The Manchester based ecommerce brand reported a boom in its sales to £1.61 billion for the year finishing in December, seeing a rise of 10.7 million new customers.
“I think we will continue to increase our share,” company co-founder Matt Moulding said to The Times.
Underlying profits leapt to to £151 million, an increase of over a third, however one-off costs have resulted in a loss of more than £500 million.
The online retailer’s losses are attributed to its £5 billion listing on the stock market, which was deemed as a success for the tech industry after Deliveroo’s disappointing IPO.
“[There was] inevitably some bumpiness that comes with bringing a company to market
“My advice [to other businesses] would be to take time to get your story out there. If you say you’re a high-growth business, you need to explain properly why you are.” Moulding added.

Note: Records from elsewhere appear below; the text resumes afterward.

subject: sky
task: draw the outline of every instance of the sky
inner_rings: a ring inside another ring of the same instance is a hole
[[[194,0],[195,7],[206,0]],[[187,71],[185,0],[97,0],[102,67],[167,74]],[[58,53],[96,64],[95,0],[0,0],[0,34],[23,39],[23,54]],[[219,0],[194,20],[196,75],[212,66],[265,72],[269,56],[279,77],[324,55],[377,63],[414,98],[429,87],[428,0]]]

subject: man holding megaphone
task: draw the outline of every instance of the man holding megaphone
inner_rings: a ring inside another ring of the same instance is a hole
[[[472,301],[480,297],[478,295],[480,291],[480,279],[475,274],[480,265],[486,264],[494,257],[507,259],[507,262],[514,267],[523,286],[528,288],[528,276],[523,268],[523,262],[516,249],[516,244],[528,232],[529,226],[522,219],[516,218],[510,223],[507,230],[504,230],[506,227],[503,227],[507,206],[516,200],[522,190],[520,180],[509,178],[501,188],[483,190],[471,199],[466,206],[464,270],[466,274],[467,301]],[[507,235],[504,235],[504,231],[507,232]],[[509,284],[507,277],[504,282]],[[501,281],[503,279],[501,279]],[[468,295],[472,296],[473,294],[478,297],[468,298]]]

Its stock market listing cost £14.3 million in bankers’ fees and the company also paid staff full furlough wages during lockdowns.
The group also owns a series of up-market hotels which were closed during lockdown restrictions as the hospitality sector took a hit.

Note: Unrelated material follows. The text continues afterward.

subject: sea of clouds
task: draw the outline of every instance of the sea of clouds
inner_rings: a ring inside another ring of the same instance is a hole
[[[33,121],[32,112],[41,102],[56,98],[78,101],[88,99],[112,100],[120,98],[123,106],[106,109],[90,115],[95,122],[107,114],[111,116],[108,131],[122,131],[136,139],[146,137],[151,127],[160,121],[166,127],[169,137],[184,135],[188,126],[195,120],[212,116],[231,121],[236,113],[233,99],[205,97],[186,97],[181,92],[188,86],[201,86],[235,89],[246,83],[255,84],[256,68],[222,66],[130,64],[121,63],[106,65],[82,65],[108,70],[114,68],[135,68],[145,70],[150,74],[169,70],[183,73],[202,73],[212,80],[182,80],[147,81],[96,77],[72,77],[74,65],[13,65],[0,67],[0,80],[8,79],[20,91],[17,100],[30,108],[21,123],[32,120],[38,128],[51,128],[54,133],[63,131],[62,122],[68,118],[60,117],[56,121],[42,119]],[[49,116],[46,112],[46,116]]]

Its heavily backed white-label technology division, THG Ingenuity, an ecommerce enablement platform suffered slow growth of only severn per cent.
Investors had high hopes for Ingenuity and shares were down 5.8 per cent yesterday, valuing the company at £6.8 billion, after being listed at £4.5 billion earlier this year.
The Hut Group recently added Homebase and UK’s Pentland companies to its roster of Ingenuity clients but declines to comment on the total amount.
While the company only reported a growth of severn per cent, Ingenuity chief executive John Gallemore told analysts it signed 31 new clients in the first three months of this year compared with just three in the same period in 2020 according to The Times.
The ecommerce brand said that without its one-off costs it would have made a £45.5 million operating profit.
The group said it planned to increase acquisition spending to £250 from a previous estimate of £50 million after the nature of new potential business had improved over the pandemic.
It current assets include a web-based tree planting and carbon offset platform which it acquired for £4 million previously.